One specific case is with environment managers like Python's virtualenv, Ruby's rbenv or rvm, and Node's nodeenv or nvm. These often put fully-compiled versions of the interpreter in your home directory, and in most cases, this will fail to work. After the upgrade, you'll need to rebuild these.

For application hosting, you can find instructions on our website:
https://www.ocf.berkeley.edu/docs/services/webapps/

During the server swap, you should expect a small amount of downtime (about 5 minutes).

If you have any questions or need assistance feel free to reach out to help@ocf.berkeley.edu.

Update Feb 07: We're going to push this back until early morning Wednesday (originally it was Monday) to give us a little more time to ensure a smooth upgrade.

Update Feb 09: For biohazard (app hosting), we'll be reaching out to individual groups using the server to coordinate a smooth upgrade. biohazard will continue to be available (and unupgraded); we'll be moving groups one-by-one to the new server (named werewolves).

Unexpected downtime Feb. 5

There was around half an hour of unexpected downtime for all OCF web services from 12:15-12:45am on February 5 as a server had to be recovered from an accidental configuration. If you recognize any issues in the next few days, please report them to help@ocf.berkeley.edu.

Thanks,
OCF Staff

Sunday, January 31, 2016

Campus internet access degraded (resolved)

The UC Berkeley campus is currently experiencing highly degraded internet (50+ ms latency and 30+% packet loss).

This is affecting access to all OCF servers from outside of campus. It is also affecting AirBears, ResComp, EECS machines, and other campus resources.

Update 4:12pm This appears to have resolved itself.

Thursday, January 21, 2016

Degraded internet access (resolved)

The OCF is currently experiencing degraded internet. We are investigating.

Update: This has been resolved since 4:34pm.

Wednesday, January 20, 2016

Scheduled downtime Thursday night

We plan to perform maintenance on Thursday, January 21st around 9pm. All services will be unavailable during this time. Total downtime should be less than 20 minutes

Tuesday, January 19, 2016

Username length limit raised to 16 characters

The maximum username length has been raised from 8 to 16 characters. Enjoy your longer usernames!

Note that some commands, such as ps and w, may truncate usernames longer than 8 characters or do other strange behaviors.
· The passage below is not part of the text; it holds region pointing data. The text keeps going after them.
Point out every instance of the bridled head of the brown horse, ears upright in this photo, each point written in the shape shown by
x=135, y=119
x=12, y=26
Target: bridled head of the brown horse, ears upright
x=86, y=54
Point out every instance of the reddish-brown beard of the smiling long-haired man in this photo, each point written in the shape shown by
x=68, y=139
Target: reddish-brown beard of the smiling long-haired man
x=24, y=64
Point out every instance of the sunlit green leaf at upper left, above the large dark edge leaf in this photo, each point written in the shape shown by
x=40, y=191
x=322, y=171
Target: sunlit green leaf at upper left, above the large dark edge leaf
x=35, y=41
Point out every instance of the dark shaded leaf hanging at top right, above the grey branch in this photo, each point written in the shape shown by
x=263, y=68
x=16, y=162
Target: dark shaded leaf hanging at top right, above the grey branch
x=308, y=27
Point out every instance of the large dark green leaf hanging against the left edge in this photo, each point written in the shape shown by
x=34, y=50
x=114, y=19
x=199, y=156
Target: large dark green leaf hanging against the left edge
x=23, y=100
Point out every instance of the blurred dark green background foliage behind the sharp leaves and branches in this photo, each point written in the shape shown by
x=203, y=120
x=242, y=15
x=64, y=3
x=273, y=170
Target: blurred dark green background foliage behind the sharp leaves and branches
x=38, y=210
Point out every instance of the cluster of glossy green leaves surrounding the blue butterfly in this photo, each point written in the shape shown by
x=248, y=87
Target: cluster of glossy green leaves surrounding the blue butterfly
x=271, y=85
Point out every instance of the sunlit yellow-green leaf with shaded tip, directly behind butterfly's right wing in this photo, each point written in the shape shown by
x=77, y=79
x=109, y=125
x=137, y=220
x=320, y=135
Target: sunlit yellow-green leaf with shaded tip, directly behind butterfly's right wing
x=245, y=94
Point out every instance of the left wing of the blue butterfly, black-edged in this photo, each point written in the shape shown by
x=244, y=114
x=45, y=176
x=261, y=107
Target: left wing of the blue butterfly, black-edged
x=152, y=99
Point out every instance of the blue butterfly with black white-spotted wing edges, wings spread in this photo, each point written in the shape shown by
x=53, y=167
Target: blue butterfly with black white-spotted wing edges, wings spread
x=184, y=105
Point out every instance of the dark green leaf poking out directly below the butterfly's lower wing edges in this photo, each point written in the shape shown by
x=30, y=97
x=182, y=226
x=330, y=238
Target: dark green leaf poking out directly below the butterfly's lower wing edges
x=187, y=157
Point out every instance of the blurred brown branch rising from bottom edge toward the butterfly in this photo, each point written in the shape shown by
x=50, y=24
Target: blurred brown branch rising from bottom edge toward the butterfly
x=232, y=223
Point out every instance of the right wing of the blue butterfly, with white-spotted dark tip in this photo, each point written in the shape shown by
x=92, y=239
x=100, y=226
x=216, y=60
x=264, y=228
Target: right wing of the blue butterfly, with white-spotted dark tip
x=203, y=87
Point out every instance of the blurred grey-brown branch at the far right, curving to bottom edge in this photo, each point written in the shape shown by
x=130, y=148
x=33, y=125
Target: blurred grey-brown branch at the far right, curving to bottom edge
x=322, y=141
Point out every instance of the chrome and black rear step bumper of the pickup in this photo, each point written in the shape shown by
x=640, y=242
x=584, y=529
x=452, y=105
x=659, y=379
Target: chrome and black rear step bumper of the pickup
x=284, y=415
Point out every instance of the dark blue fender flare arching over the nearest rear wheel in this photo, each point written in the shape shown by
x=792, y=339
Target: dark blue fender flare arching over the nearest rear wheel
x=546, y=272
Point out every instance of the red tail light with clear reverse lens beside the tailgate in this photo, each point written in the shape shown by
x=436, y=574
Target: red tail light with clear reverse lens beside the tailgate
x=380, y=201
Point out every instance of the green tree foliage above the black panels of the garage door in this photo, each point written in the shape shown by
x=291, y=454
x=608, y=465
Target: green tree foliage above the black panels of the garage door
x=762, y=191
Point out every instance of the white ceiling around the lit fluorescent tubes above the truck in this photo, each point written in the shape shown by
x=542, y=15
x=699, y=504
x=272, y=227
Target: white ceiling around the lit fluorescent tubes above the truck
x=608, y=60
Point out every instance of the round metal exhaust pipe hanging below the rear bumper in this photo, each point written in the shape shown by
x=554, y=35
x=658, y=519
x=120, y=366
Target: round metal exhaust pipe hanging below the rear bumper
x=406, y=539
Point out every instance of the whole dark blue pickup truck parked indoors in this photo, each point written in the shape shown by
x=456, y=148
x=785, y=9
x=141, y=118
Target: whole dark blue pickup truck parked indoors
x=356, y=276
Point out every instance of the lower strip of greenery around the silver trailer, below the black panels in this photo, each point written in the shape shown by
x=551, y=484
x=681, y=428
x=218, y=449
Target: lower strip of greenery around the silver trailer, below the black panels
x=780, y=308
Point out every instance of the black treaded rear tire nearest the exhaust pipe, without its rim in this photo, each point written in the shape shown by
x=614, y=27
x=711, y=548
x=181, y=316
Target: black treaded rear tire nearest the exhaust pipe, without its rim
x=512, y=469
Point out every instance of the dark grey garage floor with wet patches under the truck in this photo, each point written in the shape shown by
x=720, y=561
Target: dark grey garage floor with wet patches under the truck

If you have any scripts which use such commands or otherwise assume usernames are 8 characters or fewer, beware that they may have to be revised.

Wednesday, December 16, 2015

Scheduled downtime Thursday night to fsck disks

Due to a flurry of I/O errors on one of our physical servers during a routine update tonight, we're scheduling downtime tomorrow (Thursday) night after 9pm to fsck all virtual servers.

The total downtime should be no more than an hour and will have rolling outages. Key services like web hosting will only be unavailable for maybe 15 minutes.